Ci sono cose che avrei voluto vedere che non sono state incluse?

Ovviamente! Penso che tutti noi rimpiangiamo il fatto che Tom Bombadil non sia nei film, per esempio. Inoltre, credo che sarebbe stato carino esplorare il background di alcuni dei personaggi dei film, ma questo avrebbe raddoppiato la lunghezza dei film!

In una scena de Lo Hobbit, la sceneggiatura ci portava ai Barrow-Downs (Tumulilande). Abbiamo visitato un posto straordinario in una fattoria nell’Isola del Nord in Nuova Zelanda, che sarebbe stato meravigliosamente perfetto per la scena. È stato molto eccitante e lo scenario era terribilmente strano, al punto che sarebbe stato difficile credere che fosse tutto naturale. Ahimè, la scena è tagliata dalla sceneggiatura.

Abbiamo visitato dei posti meravigliosi durante i viaggi di “esplorazione” della Nuova Zelanda. Il mio unico dispiacere è che né Il Signore degli Anelli Lo Hobbit ci portano davvero sul bordo dell’oceano; La Nuova Zelanda ha alcune delle coste più belle della Terra.

Per la creazione delle immagini dei film, vi rimando qui alla mia newsletter: JOURNEY INTO WILDERLAND

Guardando le trilogie de Il Signore degli Anelli e Lo Hobbit si notano subito le diverse scelte nell’utilizzo di effetti speciali. Ne Il Signore degli Anelli abbiamo una grandissima quantità di controfigure, orchi, soldati, cavalli, armi e materiale vario. Ne Lo Hobbit invece vediamo un grande utilizzo di effetti speciali da computer grafica. Chi gestisce queste scelte e cos’è cambiato nello stile e nella produzione delle 2 trilogie?

Entrambe le trilogie utilizzavano la tecnologia più recente disponibile al momento della loro produzione. Ci sono molti effetti grafici ne Il Signore degli Anelli, ma hai ragione, c’è molto di più nel Lo Hobbit perché la tecnologia si è evoluta.

C’è un altro fantasy non eurocentrico di cui si è innamorato e su cui vorrebbe lavorare?

Certamente! Ci sono epopee cinesi e giapponesi che adorerei visitare attraverso la pittura, così come la cultura dell’Himalaya.

Recentemente abbiamo letto sulla sua pagina Facebook del lancio della statua The Witch-King della Uman Studio creata a partire del suo progetto di design. Com’è per lei vedere una sua creazione uscire dalla carta e diventare palpabile? Ci può raccontare un po’ del processo di trasformazione di una illustrazione in una statua?
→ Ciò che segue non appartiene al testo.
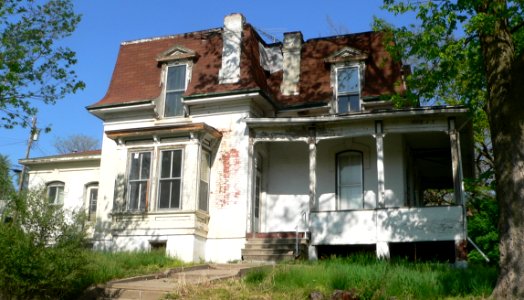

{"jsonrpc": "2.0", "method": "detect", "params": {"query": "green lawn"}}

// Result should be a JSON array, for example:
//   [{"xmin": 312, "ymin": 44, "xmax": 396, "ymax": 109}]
[{"xmin": 170, "ymin": 256, "xmax": 497, "ymax": 299}]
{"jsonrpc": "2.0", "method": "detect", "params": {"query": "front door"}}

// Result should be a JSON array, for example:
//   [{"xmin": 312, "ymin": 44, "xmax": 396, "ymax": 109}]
[{"xmin": 253, "ymin": 169, "xmax": 262, "ymax": 232}]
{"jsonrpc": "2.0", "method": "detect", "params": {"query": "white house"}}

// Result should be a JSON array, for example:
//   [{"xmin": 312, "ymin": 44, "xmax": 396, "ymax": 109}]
[{"xmin": 22, "ymin": 14, "xmax": 473, "ymax": 262}]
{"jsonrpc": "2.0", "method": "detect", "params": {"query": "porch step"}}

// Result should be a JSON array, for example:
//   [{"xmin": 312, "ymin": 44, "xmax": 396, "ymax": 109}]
[{"xmin": 242, "ymin": 237, "xmax": 308, "ymax": 261}]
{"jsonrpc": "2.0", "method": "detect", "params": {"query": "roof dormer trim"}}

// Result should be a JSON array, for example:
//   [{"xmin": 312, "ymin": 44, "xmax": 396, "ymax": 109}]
[
  {"xmin": 324, "ymin": 47, "xmax": 369, "ymax": 64},
  {"xmin": 156, "ymin": 45, "xmax": 198, "ymax": 63}
]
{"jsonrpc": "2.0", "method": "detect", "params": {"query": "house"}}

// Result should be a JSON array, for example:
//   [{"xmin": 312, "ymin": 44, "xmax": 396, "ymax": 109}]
[{"xmin": 22, "ymin": 14, "xmax": 473, "ymax": 262}]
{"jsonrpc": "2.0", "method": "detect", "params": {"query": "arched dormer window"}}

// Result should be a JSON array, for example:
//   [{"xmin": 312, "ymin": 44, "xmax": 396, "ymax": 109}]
[
  {"xmin": 157, "ymin": 45, "xmax": 198, "ymax": 118},
  {"xmin": 336, "ymin": 150, "xmax": 364, "ymax": 210},
  {"xmin": 47, "ymin": 181, "xmax": 65, "ymax": 205}
]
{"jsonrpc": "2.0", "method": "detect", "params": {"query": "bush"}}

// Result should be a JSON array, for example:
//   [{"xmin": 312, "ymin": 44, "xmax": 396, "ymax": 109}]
[{"xmin": 0, "ymin": 190, "xmax": 87, "ymax": 300}]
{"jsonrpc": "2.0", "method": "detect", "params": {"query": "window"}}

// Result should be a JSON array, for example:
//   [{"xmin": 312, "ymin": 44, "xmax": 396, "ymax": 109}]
[
  {"xmin": 337, "ymin": 151, "xmax": 364, "ymax": 210},
  {"xmin": 164, "ymin": 65, "xmax": 186, "ymax": 117},
  {"xmin": 86, "ymin": 184, "xmax": 98, "ymax": 222},
  {"xmin": 158, "ymin": 150, "xmax": 182, "ymax": 209},
  {"xmin": 47, "ymin": 181, "xmax": 64, "ymax": 205},
  {"xmin": 337, "ymin": 67, "xmax": 360, "ymax": 113},
  {"xmin": 198, "ymin": 151, "xmax": 211, "ymax": 211},
  {"xmin": 127, "ymin": 152, "xmax": 151, "ymax": 211}
]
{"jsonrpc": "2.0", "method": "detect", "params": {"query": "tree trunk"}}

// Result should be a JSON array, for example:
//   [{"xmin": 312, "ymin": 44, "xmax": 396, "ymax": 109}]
[{"xmin": 480, "ymin": 1, "xmax": 524, "ymax": 299}]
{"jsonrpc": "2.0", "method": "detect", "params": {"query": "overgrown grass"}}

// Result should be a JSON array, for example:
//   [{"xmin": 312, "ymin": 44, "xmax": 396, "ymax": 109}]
[
  {"xmin": 70, "ymin": 250, "xmax": 187, "ymax": 293},
  {"xmin": 171, "ymin": 256, "xmax": 497, "ymax": 299}
]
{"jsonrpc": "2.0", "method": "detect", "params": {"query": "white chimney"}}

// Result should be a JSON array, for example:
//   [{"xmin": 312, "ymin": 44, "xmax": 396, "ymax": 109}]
[
  {"xmin": 218, "ymin": 13, "xmax": 245, "ymax": 84},
  {"xmin": 280, "ymin": 32, "xmax": 304, "ymax": 96}
]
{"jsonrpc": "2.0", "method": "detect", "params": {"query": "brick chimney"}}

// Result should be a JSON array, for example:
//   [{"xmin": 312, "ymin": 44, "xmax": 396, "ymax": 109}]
[
  {"xmin": 218, "ymin": 13, "xmax": 245, "ymax": 84},
  {"xmin": 280, "ymin": 31, "xmax": 304, "ymax": 96}
]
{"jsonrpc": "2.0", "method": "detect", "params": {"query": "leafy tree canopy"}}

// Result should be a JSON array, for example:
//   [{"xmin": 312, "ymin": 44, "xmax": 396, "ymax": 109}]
[
  {"xmin": 0, "ymin": 0, "xmax": 84, "ymax": 128},
  {"xmin": 375, "ymin": 0, "xmax": 524, "ymax": 298},
  {"xmin": 54, "ymin": 134, "xmax": 99, "ymax": 154}
]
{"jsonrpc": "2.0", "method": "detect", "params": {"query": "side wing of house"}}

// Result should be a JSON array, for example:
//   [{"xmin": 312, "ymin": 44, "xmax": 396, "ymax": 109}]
[{"xmin": 20, "ymin": 150, "xmax": 101, "ymax": 238}]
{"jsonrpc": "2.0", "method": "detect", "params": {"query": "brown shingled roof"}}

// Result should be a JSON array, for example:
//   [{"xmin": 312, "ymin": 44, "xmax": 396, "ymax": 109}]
[{"xmin": 91, "ymin": 24, "xmax": 402, "ymax": 108}]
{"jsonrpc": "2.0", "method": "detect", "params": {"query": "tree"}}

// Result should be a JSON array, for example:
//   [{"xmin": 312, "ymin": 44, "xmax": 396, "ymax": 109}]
[
  {"xmin": 0, "ymin": 0, "xmax": 84, "ymax": 128},
  {"xmin": 377, "ymin": 0, "xmax": 524, "ymax": 299},
  {"xmin": 0, "ymin": 189, "xmax": 88, "ymax": 299},
  {"xmin": 54, "ymin": 134, "xmax": 98, "ymax": 154}
]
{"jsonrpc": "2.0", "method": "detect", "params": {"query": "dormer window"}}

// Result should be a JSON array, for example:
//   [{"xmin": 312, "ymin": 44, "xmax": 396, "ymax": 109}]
[
  {"xmin": 156, "ymin": 45, "xmax": 198, "ymax": 117},
  {"xmin": 164, "ymin": 64, "xmax": 187, "ymax": 117},
  {"xmin": 324, "ymin": 47, "xmax": 368, "ymax": 114},
  {"xmin": 336, "ymin": 66, "xmax": 360, "ymax": 114}
]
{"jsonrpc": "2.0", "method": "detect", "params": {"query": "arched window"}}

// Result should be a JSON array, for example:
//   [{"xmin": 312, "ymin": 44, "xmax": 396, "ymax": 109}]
[
  {"xmin": 47, "ymin": 181, "xmax": 65, "ymax": 205},
  {"xmin": 337, "ymin": 150, "xmax": 364, "ymax": 210},
  {"xmin": 86, "ymin": 182, "xmax": 98, "ymax": 221}
]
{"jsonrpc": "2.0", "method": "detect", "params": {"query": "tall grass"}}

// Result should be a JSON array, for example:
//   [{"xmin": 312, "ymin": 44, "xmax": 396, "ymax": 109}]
[
  {"xmin": 244, "ymin": 256, "xmax": 497, "ymax": 299},
  {"xmin": 71, "ymin": 250, "xmax": 184, "ymax": 293}
]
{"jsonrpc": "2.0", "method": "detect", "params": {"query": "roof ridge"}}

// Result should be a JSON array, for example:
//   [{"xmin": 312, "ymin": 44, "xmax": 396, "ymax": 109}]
[{"xmin": 120, "ymin": 27, "xmax": 222, "ymax": 46}]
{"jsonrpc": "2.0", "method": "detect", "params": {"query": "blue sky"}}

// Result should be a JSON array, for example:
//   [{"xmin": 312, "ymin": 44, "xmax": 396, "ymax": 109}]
[{"xmin": 0, "ymin": 0, "xmax": 409, "ymax": 169}]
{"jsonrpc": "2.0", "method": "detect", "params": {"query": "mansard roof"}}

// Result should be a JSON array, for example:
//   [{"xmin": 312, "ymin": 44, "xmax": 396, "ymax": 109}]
[{"xmin": 89, "ymin": 19, "xmax": 403, "ymax": 108}]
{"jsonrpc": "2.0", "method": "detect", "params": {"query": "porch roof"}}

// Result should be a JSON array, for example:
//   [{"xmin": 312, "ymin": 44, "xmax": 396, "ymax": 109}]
[
  {"xmin": 106, "ymin": 123, "xmax": 222, "ymax": 140},
  {"xmin": 244, "ymin": 106, "xmax": 469, "ymax": 128}
]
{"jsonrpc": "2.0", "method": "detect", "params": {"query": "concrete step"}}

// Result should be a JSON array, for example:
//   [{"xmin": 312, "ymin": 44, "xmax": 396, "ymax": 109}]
[
  {"xmin": 242, "ymin": 249, "xmax": 295, "ymax": 256},
  {"xmin": 242, "ymin": 254, "xmax": 295, "ymax": 262},
  {"xmin": 246, "ymin": 238, "xmax": 308, "ymax": 245}
]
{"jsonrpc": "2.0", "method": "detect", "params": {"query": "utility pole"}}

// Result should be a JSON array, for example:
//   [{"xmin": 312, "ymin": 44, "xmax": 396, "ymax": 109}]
[{"xmin": 18, "ymin": 116, "xmax": 39, "ymax": 192}]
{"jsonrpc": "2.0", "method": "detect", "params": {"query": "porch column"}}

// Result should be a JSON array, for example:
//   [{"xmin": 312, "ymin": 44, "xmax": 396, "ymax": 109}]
[
  {"xmin": 448, "ymin": 118, "xmax": 467, "ymax": 266},
  {"xmin": 375, "ymin": 121, "xmax": 385, "ymax": 208},
  {"xmin": 308, "ymin": 128, "xmax": 317, "ymax": 211},
  {"xmin": 448, "ymin": 118, "xmax": 465, "ymax": 205},
  {"xmin": 306, "ymin": 127, "xmax": 318, "ymax": 260}
]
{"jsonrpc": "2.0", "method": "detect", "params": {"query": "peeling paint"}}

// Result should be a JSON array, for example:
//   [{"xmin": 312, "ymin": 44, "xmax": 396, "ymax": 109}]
[{"xmin": 215, "ymin": 148, "xmax": 240, "ymax": 208}]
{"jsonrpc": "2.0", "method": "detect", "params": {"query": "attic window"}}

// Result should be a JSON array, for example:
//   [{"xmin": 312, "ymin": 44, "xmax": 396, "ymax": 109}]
[
  {"xmin": 164, "ymin": 64, "xmax": 187, "ymax": 117},
  {"xmin": 336, "ymin": 66, "xmax": 360, "ymax": 113}
]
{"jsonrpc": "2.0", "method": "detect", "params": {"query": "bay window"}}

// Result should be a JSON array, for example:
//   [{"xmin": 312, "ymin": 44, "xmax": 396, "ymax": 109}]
[{"xmin": 127, "ymin": 152, "xmax": 151, "ymax": 211}]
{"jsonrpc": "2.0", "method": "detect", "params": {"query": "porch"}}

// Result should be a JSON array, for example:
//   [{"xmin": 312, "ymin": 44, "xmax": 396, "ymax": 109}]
[{"xmin": 246, "ymin": 108, "xmax": 472, "ymax": 259}]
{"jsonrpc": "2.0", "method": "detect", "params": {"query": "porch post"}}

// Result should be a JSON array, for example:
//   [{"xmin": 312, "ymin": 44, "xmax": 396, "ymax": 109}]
[
  {"xmin": 448, "ymin": 118, "xmax": 467, "ymax": 266},
  {"xmin": 306, "ymin": 127, "xmax": 318, "ymax": 260},
  {"xmin": 375, "ymin": 121, "xmax": 385, "ymax": 208},
  {"xmin": 448, "ymin": 118, "xmax": 465, "ymax": 205},
  {"xmin": 308, "ymin": 127, "xmax": 317, "ymax": 211},
  {"xmin": 374, "ymin": 121, "xmax": 390, "ymax": 259},
  {"xmin": 246, "ymin": 134, "xmax": 256, "ymax": 237}
]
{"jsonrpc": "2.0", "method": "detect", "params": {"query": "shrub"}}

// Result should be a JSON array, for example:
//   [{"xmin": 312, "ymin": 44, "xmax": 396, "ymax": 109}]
[{"xmin": 0, "ymin": 190, "xmax": 87, "ymax": 299}]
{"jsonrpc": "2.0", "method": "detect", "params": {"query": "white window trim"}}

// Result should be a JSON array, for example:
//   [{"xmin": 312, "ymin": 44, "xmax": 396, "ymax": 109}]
[
  {"xmin": 85, "ymin": 182, "xmax": 99, "ymax": 222},
  {"xmin": 161, "ymin": 60, "xmax": 193, "ymax": 119},
  {"xmin": 46, "ymin": 180, "xmax": 65, "ymax": 205},
  {"xmin": 124, "ymin": 148, "xmax": 154, "ymax": 212},
  {"xmin": 156, "ymin": 145, "xmax": 186, "ymax": 211},
  {"xmin": 331, "ymin": 62, "xmax": 366, "ymax": 114}
]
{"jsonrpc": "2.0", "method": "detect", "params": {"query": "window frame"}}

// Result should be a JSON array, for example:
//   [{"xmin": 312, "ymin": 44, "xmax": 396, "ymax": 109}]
[
  {"xmin": 46, "ymin": 180, "xmax": 65, "ymax": 205},
  {"xmin": 334, "ymin": 64, "xmax": 362, "ymax": 114},
  {"xmin": 154, "ymin": 147, "xmax": 185, "ymax": 211},
  {"xmin": 162, "ymin": 62, "xmax": 190, "ymax": 118},
  {"xmin": 335, "ymin": 149, "xmax": 365, "ymax": 211},
  {"xmin": 125, "ymin": 149, "xmax": 154, "ymax": 212},
  {"xmin": 85, "ymin": 182, "xmax": 99, "ymax": 222}
]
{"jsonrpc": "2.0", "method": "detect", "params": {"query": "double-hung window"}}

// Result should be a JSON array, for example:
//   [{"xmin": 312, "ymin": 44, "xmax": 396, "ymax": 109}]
[
  {"xmin": 337, "ymin": 151, "xmax": 364, "ymax": 210},
  {"xmin": 127, "ymin": 152, "xmax": 151, "ymax": 211},
  {"xmin": 337, "ymin": 66, "xmax": 360, "ymax": 113},
  {"xmin": 164, "ymin": 64, "xmax": 186, "ymax": 117},
  {"xmin": 158, "ymin": 149, "xmax": 182, "ymax": 209},
  {"xmin": 47, "ymin": 181, "xmax": 65, "ymax": 205},
  {"xmin": 86, "ymin": 184, "xmax": 98, "ymax": 221}
]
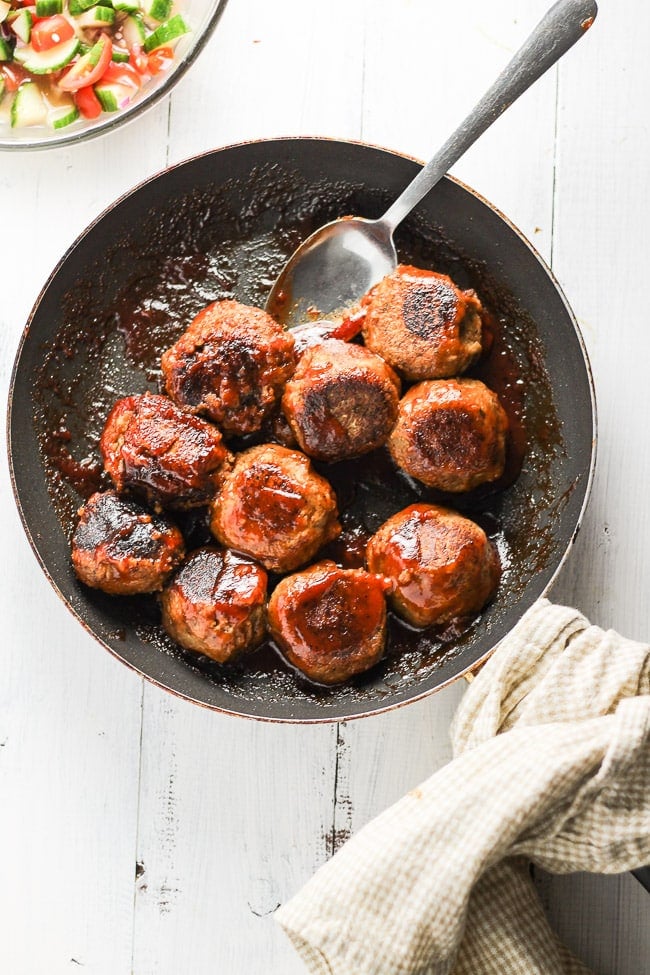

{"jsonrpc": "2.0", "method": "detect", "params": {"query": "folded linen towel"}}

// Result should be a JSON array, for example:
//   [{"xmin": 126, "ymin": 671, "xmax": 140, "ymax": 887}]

Non ho ancora visto la statua pronta, ma ho visto un prototipo a Shanghai ed era molto bello. Sono eccitato e impaziente di vedere la versione finale. Naturalmente, una delle sfide è che le cose non sempre funzionano da ogni lato, poiché le si disegna solo da uno. Successivamente ho fatto una serie di schizzi per aiutare gli scultori.

La statua è un’edizione limitata di appena 300 copie. Erano disponibili online per il pre-ordine e sono andate esaurite in un secondo. Stiamo discutendo la scelta del soggetto per il prossimo progetto. Quale immagine vorreste vedere come statua?

Frodo and the Nazgul

Sono stati annunciati il Tolkien Calendar 2021 e l’edizione illustrata da lei, Ted Nasmith ed Alan Lee del libro Racconti Incompiuti di J.R.R. Tolkien. Cosa vedremo di nuovo in questi volumi? Com’è, per lei, lavorare ancora con i grandi illustratori tolkieniani dell’attualità?

Non ho ancora visto il lavoro degli altri. Non vedo l’ora di vedere cosa hanno fatto. Credo che il libro verrà pubblicato in ottobre.

Che consigli può dare ai nuovi artisti emergenti?

Siate sinceri. So che suona un po “banale”, ma per sincerità intendo trattare con rispetto sia il soggetto che il cliente. Siate originali. Ciò significa migliorare e aumentare costantemente il vostro “vocabolario” visivo.

Vuole mandare un messaggio ai nostri amici tolkieniani italiani e ai suoi fan che ci leggono?

Semplicemente grazie. Senza l’energia e dedizione dei fan e degli appassionati la mia professione non esisterebbe.